Hoewel de directe beursreactie vooral zichtbaar was bij defensiebedrijven, die direct profiteren van de verwachte toename in opdrachten en investeringen, reiken de gevolgen van deze NAVO-afspraken veel verder. De nadruk op innovatie en cyberveiligheid betekent dat ook technologiebedrijven, cybersecurityspecialisten en ontwikkelaars van communicatietechnologie kunnen rekenen op meer overheidsopdrachten en samenwerkingsprojecten. Ook de bouw- en infrastructuursector zal naar verwachting profiteren van investeringen in transportnetwerken, energievoorziening en de beveiliging van kritieke systemen die nodig zijn om de verhoogde defensie-inspanningen te ondersteunen.

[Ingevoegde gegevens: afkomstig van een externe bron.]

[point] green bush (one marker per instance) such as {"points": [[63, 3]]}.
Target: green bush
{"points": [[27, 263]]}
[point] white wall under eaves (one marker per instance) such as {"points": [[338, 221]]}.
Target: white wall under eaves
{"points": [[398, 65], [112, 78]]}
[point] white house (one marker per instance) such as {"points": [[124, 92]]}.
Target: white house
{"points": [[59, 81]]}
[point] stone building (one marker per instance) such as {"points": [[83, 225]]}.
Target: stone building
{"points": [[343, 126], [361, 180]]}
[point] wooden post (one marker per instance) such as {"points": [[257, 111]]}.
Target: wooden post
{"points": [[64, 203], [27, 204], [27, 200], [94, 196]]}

Daarnaast vraagt de uitbreiding van defensie en gerelateerde activiteiten om extra personeel en specialistische opleidingen. Dit kan de arbeidsmarkt stimuleren in sectoren als techniek, ICT en logistiek.

Defensie-uitgaven per hoofd van de bevolking, 2024 (in euro’s)

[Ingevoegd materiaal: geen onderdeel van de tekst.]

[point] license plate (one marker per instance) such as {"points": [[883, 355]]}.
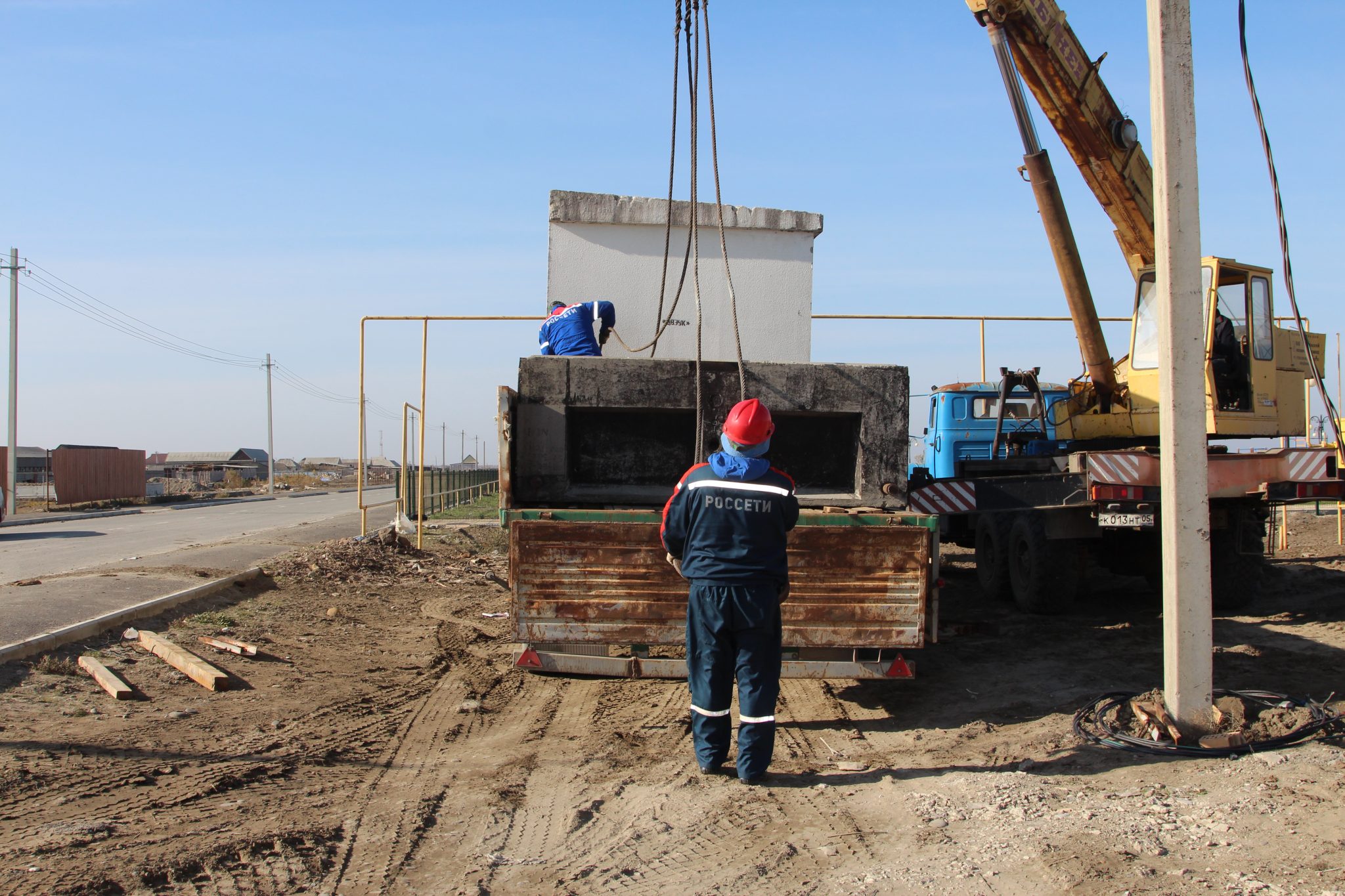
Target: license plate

Voor de financiële sector betekent de verhoging van de overheidsuitgaven waarschijnlijk een toename in de uitgifte van staatsobligaties, wat invloed kan hebben op de rentemarkt. Tegelijkertijd kan de verhoogde defensie-inspanning het vertrouwen in de stabiliteit van de regio versterken, wat een positieve uitwerking kan hebben op het bredere beurssentiment. Toch zijn er ook zorgen: de structureel hogere uitgaven leggen extra druk op de overheidsfinanciën, vooral in landen die al met hoge schulden kampen, en kunnen op termijn gevolgen hebben voor andere onderdelen van de begroting.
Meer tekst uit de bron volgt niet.